Spheroid Invasion Assay
WM852 cells were treated with siRNA as described above, then harvested 24 hours after the second hit of siRNA. The spheroid invasion assay was performed as per instructions using a Cultrex 96 well 3D Spheroid BME Cell Invasion Assay kit (Trevigen). Briefly, cells were resuspended in the Spheroid Formation Extracellular Matrix and 1x103 cells were plated per well (in triplicate minimum per condition). The cells were left to form spheroids for three days, then Invasion Matrix was added to the invasion condition wells and culture medium was added to the control wells. Spheroids were imaged each day for six days following addition of the invasion matrix, using a brightfield microscope. Relative invasion was analysed using ImageJ by thresholding the spheroid area and measuring the number of pixels within that area. Each measurement per day was divided by the measurement taken on Day 1 (following addition of the invasion matrix) and calculated as a percentage of spheroid area on Day 1.

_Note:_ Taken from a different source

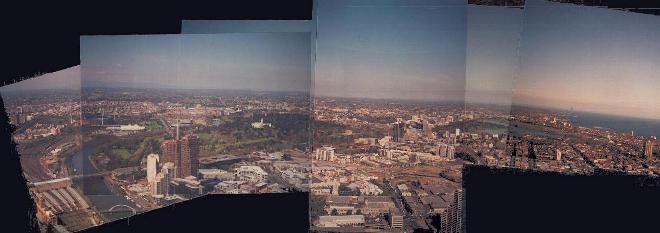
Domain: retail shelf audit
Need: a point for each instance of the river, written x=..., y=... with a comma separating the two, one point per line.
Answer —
x=95, y=188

Chemotaxis simulation model
The agent based model, modified from [19], simulated cells locally degrading a freely diffusing chemoattractant. Diffusion was simulated explicitly on a grid using a central differences approximation to the diffusion equation. The wells were modelled as large, finite and well-mixed reservoirs in contact with the grid. Cell movement was biased by the receptor occupancy difference across the cell, with receptor occupancy at a point x given by θ = c(x)/(c(x)+kd).
Statistics
All graphs (excluding spider and rose plots) and statistics (excluding Rayleigh tests) were generated using GraphPad Prism 6. Spider plots were generated using Microsoft Excel. Rose plots were generated using the ‘circular’ package in R. Circular confidence intervals were denoted in red, which were calculated using the approach outlined by Upton & Fingleton [37]. The p-values for the circular range test were calculated using the formula stated in Mardia & Jupp [38], and the p-values for the Rayleigh Test were calculated using the method outlined in Mardia & Jupp [39].
Conflicts of Interest
The authors declare no conflicts of interest.
Acknowledgements
We are grateful to Dorothy Bennett, Elena Sviderskaya and the Wellcome Trust Functional Genomics Cell Bank for melanoma cells lines, Heather Spence, Ben Tyrrell and Niels van der Broek for technical help, Laura Machesky and Clelia Amato for helpful comments on the manuscript, BAIR for microscopy support and CRUK for funding.